It remains to mention a great variety of observances and customs, some of them superstitious, some innocent enough, many of them picturesque and poetical and giving colour and variety to the popular religious life. It would need another volume as large as this to do justice to the subject which we find ourselves compelled to deal with in a single chapter.

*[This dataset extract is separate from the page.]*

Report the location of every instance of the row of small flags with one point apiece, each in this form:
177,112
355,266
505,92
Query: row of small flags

The right of Sanctuary, the immunity from violence even of the criminal who had put himself under the protection of present Deity, which was provided for in the Levitical cities of refuge, which attached to the temples of the gods of Greece and Rome, was, when the empire became Christian, readily accorded to churches and their precincts. We have had occasion to mention its existence in Saxon times;[322]it seems desirable to say that it continued to be an important feature in the life of the times of which we are now speaking. There were specialsanctuaries—cities of refuge—with special privileges, as at Durham, Ripon, Hexham, Beverley, Battle, Beaulieu, Westminster, St. Martin’s le Grand, the Savoy, Whitefriars, and the Mint in London, and other places. Every church and every churchyard shared in the privilege, and it was no very unusual incident to find it made use of.

As an illustration of its efficacy, we may point to the story that after the battle of Tewkesbury, King Edward IV., with some of his knights, was about to enter the church, sword in hand, in pursuit of some of the defeated Lancastrians who had taken refuge there, when the priest met them at the door bearing the consecrated host, and refused them entrance till the king had promised pardon to several of the refugees. We frequently meet with examples of people in danger to life or liberty taking refuge in the nearest church.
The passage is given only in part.